Six representatives will speak at the court. After the hearing, there will be a judgment.

The Zhanggong Zushi Buddha statue is seen during exhibition in Hungary, 2015. [Photo: Xinhua]

The Zhanggong Zushi Buddha statue is seen during exhibition in Hungary, 2015. [Photo: Xinhua]

"As the plaintiffs (the villagers) would need to address new facts and evidence, including expert opinion. It would not have been a fair hearing without the plaintiffs having been able to comment on these facts," said Dutch lawyer Jan Holthuis representing the Chinese villagers.

The villagers and the defendant submitted several rounds of written statements and evidence to the court since the case was brought in May 2016.

A Buddha statue with an intact mummified body inside had been worshiped for over 1,000 years in Yangchun Village. In December 1995, the statue, called Zhanggong Zushi, or Monk Master Zhang Gong, disappeared.

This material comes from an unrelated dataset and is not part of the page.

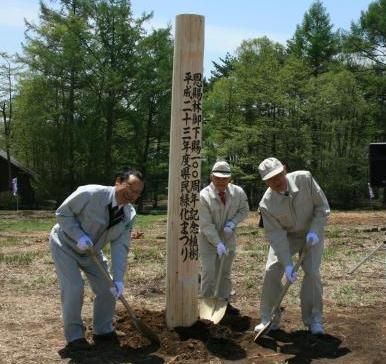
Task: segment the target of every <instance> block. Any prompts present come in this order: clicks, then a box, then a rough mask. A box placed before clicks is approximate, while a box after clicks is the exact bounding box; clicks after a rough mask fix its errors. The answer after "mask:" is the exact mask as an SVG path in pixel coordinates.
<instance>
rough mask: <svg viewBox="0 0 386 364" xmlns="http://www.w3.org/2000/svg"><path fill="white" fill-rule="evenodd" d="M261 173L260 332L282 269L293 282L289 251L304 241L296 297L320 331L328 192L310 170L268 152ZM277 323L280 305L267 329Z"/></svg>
mask: <svg viewBox="0 0 386 364" xmlns="http://www.w3.org/2000/svg"><path fill="white" fill-rule="evenodd" d="M259 173H260V176H261V178H262V180H263V181H264V182H265V183H266V184H267V186H268V189H267V190H266V192H265V193H264V196H263V198H262V199H261V201H260V204H259V209H260V211H261V214H262V218H263V223H264V230H265V234H266V236H267V238H268V240H269V243H270V249H269V253H268V259H267V264H266V268H265V277H264V282H263V289H262V296H261V302H260V316H261V323H260V324H259V325H257V326H256V327H255V331H257V332H259V331H260V330H261V329H262V328H263V327H264V325H265V324H266V323H267V322H268V321H269V320H270V319H271V312H272V310H273V307H274V305H275V304H276V301H277V299H278V297H279V296H280V293H281V291H282V289H283V286H282V283H281V278H282V276H283V273H284V274H285V276H286V279H287V280H288V281H290V282H291V283H293V282H295V281H296V279H297V275H296V272H293V262H292V256H293V255H294V254H296V253H298V252H299V251H300V250H301V249H302V248H303V247H304V246H305V244H308V245H309V246H310V247H311V248H310V249H309V251H308V253H307V254H306V256H305V258H304V260H303V263H302V268H303V271H304V278H303V282H302V287H301V292H300V300H301V310H302V319H303V322H304V324H305V325H306V326H307V327H308V328H309V330H310V331H311V333H312V334H323V333H324V328H323V323H322V314H323V301H322V294H323V288H322V283H321V279H320V274H319V268H320V264H321V260H322V255H323V236H324V227H325V225H326V222H327V217H328V215H329V213H330V207H329V205H328V202H327V199H326V196H325V195H324V193H323V191H322V189H321V188H320V187H319V185H318V184H317V182H316V181H315V180H314V178H313V177H312V175H311V173H310V172H308V171H296V172H292V173H288V174H287V173H286V169H285V167H284V166H283V164H282V163H281V162H280V161H279V160H278V159H276V158H272V157H271V158H267V159H265V160H263V161H262V162H261V163H260V165H259ZM279 326H280V309H279V310H278V312H277V313H276V315H275V322H273V324H272V326H271V330H275V329H278V328H279Z"/></svg>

In March 2015, villagers saw in TV news that a statue was on exhibition in Hungary and recognized it as their lost Buddha. Its holder, Amsterdam resident Oscar van Overeem, agreed that the statue came from Fujian, but insists that it is not the statue stolen from the villagers' temple. He once agreed to return it if his conditions were met but negotiations failed. Chinese villagers then filed a lawsuit against him in the Dutch court.

At the last hearing in July, 2017 the Dutch collector stated that he had reached an oral deal and exchanged the statue for other artworks with a "collector-investor-intermediary" who prefers to remain anonymous.

The court allowed a new round of submissions and Van Overeem (VO) refused to provide clear evidence on the exchange and the identity of the new owner.

The court then granted permission to a motion filed by the plaintiffs, to preserve evidence by seizing certain specifically defined data on Van Overeem's computer.

"The most important is that we might have secured data on VO's computer with respect to the exchange arrangement with a third party exchanger. Whether the judge will eventually grant the villagers access to these data is part of the ongoing proceedings," said Holthuis.